Suppose it is a new technique discovered by IBM, and IBM files a patent application on it before including it in Dynix or AIX, but before the patent is granted. Under SOIP theory, IBM violated the terms of the contract by not immediately dismissing the patent petition, to prevent public disclosure. IMHO, this directly violates the spirit of the Patent statutes, and is against enacted public policy. In my opinion, this is plain nonsense.
Suppose it is a secret technique owned by someone other than IBM, and IBM includes it in AIX or DYNIX by license. Under SOIP theory, IBM could not use the licensed technique in any other product after that, and could not disclose it, even if the licensor granted them specific permission to do so.

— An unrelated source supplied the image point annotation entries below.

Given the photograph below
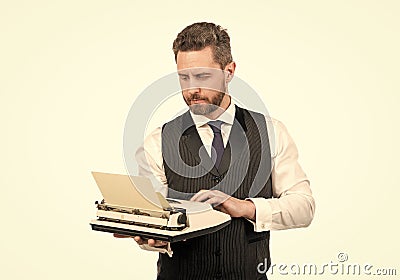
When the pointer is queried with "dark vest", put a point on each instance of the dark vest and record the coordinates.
(234, 251)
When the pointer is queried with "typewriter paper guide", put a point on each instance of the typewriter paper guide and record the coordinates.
(130, 191)
(132, 207)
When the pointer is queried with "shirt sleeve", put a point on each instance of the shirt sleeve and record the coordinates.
(292, 205)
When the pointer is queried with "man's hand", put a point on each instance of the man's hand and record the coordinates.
(227, 204)
(141, 241)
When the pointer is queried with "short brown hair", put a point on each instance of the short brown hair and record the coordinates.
(197, 36)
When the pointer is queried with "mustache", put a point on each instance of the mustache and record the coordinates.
(196, 97)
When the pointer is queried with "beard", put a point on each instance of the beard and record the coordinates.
(211, 105)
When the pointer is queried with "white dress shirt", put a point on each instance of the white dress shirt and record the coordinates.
(292, 204)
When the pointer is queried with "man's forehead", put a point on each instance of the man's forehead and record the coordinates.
(200, 70)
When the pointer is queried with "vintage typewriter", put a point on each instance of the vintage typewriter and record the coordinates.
(131, 207)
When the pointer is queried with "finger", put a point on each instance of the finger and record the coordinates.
(151, 242)
(215, 201)
(116, 235)
(199, 194)
(160, 243)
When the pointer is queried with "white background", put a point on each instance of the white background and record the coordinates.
(70, 70)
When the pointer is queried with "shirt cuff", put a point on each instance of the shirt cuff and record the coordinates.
(263, 220)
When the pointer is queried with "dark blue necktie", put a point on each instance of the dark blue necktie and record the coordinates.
(218, 143)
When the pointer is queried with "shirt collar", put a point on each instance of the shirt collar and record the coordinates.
(228, 116)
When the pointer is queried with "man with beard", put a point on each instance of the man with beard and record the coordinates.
(254, 176)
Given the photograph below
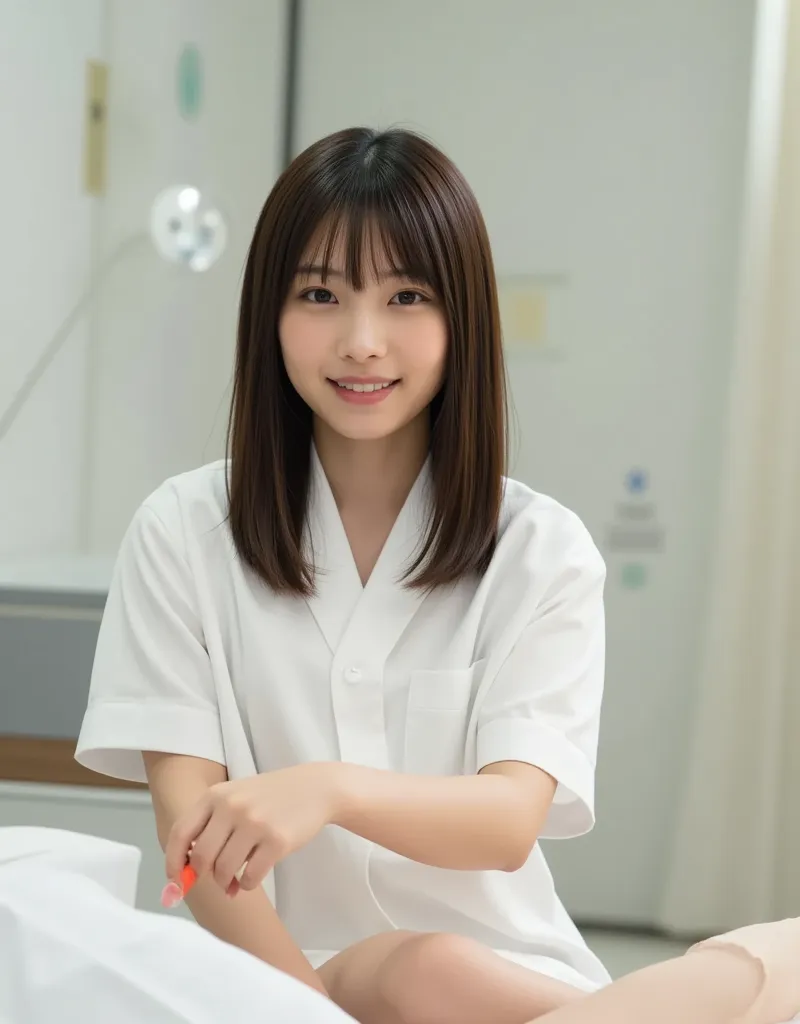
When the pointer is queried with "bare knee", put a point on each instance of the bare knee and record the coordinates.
(417, 982)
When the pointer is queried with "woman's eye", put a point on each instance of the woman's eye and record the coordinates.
(320, 296)
(409, 298)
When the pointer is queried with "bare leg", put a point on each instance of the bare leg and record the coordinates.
(408, 978)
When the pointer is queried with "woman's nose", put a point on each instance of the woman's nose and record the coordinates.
(362, 338)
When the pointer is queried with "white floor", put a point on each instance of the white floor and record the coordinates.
(623, 953)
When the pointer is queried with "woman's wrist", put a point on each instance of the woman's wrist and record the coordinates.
(342, 782)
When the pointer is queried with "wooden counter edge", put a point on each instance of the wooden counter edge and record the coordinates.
(36, 759)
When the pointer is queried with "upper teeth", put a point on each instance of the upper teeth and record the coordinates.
(364, 387)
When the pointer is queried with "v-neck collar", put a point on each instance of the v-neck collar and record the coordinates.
(383, 605)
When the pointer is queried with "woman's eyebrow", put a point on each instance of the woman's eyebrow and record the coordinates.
(316, 270)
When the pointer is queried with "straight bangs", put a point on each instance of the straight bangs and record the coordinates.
(383, 203)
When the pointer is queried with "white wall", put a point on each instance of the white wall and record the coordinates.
(605, 142)
(164, 338)
(45, 260)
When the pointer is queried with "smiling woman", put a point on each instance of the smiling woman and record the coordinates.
(358, 621)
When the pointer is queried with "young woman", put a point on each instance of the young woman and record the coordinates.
(362, 671)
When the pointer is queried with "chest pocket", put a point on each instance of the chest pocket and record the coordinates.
(438, 708)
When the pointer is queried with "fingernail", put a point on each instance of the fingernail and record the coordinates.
(171, 895)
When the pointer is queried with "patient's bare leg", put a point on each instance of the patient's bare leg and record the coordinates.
(747, 977)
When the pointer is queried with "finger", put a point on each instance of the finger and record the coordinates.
(210, 844)
(233, 857)
(182, 835)
(260, 862)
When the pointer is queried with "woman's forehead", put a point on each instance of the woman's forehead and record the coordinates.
(332, 251)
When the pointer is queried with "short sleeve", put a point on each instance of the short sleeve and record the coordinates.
(543, 708)
(152, 684)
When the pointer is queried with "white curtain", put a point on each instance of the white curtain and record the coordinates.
(737, 853)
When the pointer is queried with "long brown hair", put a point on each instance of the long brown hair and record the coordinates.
(355, 185)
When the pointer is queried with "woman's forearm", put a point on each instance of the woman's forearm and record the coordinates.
(249, 921)
(466, 822)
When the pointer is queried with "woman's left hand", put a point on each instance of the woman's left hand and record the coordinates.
(254, 821)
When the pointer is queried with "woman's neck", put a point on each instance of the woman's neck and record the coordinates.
(373, 475)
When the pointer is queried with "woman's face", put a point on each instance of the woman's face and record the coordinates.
(367, 363)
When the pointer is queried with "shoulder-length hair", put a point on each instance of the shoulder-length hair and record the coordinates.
(352, 186)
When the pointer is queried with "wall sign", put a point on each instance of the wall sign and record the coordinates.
(190, 82)
(635, 529)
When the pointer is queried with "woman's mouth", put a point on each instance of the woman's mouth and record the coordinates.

Again, this is a technique that is unknown to AT&T or successors. This is absurd.
Suppose it is simply home-grown code from another project, but later added to AIX or Dynix. The code itself is held as confidential, but IBM makes no effort to protect the methods and concepts. In the absence of confidentiality, there is no trade secret status. Yet IBM would be held to have breached the contract. Again, this is absurd.
If it were a home-grown trade secret, not suitable for patenting, there is still the problem of IBM using it in AIX or Dynix, then using it in another product. If the product is not an O/S, then "The SCO Group" is not damaged, much less damaged in a non-recoverable way. How would "The SCO Group" even know that a breach ocurred, without the discovery process of a lawsuit to ferret out the disclosures? The next, and uglier step: to identify such disclosures, "The SCO Group" would have to have an unlimited right to review all home-grown trade secrets in AIX or Dynix, and compare them with all home-grown trade secrets in every other IBM product to make sure that IBM was not covertly releasing the information. Just try getting some licensed attorney to believe that that clause, as it stands, alone, grants an unlimited privilege to AT&T or its successors to review every trade secret of every product sold by IBM. This guts the whole notion of "trade-secrets". It is a reverse-trade-secret clause. That the plain meaning of the words in the clause might have this result is simply absurd.
It makes no sense to me.
AllParadox - Retired Attorney, no legal opinions, just my opinion.
< EOM >
Re: Basic problems with Shiney Object Intellectual Property (SOIP)
July 24, 2006
[Just try getting some licensed attorney to believe that that clause, as it stands,
alone, grants an unlimited privilege to AT&T or its successors to review every trade
secret of every product sold by IBM.]
Apparently SCO managed to convince their own licensed attorneys that SOIP was a valid theory. I suspect they are going to have somewhat more difficulty convincing a Federal Judge that IBM, the holder of the world's largest patent portfolio, inventor of too many operating systems to list, agreed to allow AT&T to control their IP portfolio in exchange for (at the time) a few hundred thousand lines of C code. I think they would have a hard time convincing a Judge that Fortune Ssytems would have agreed to such a license, or any other 'for profit' Unix licensee.
Aside from the fact that noobdy that signed the agreement interprets the terms the way new SCO does, and new SCO wasn't even involved in those agreements in any way.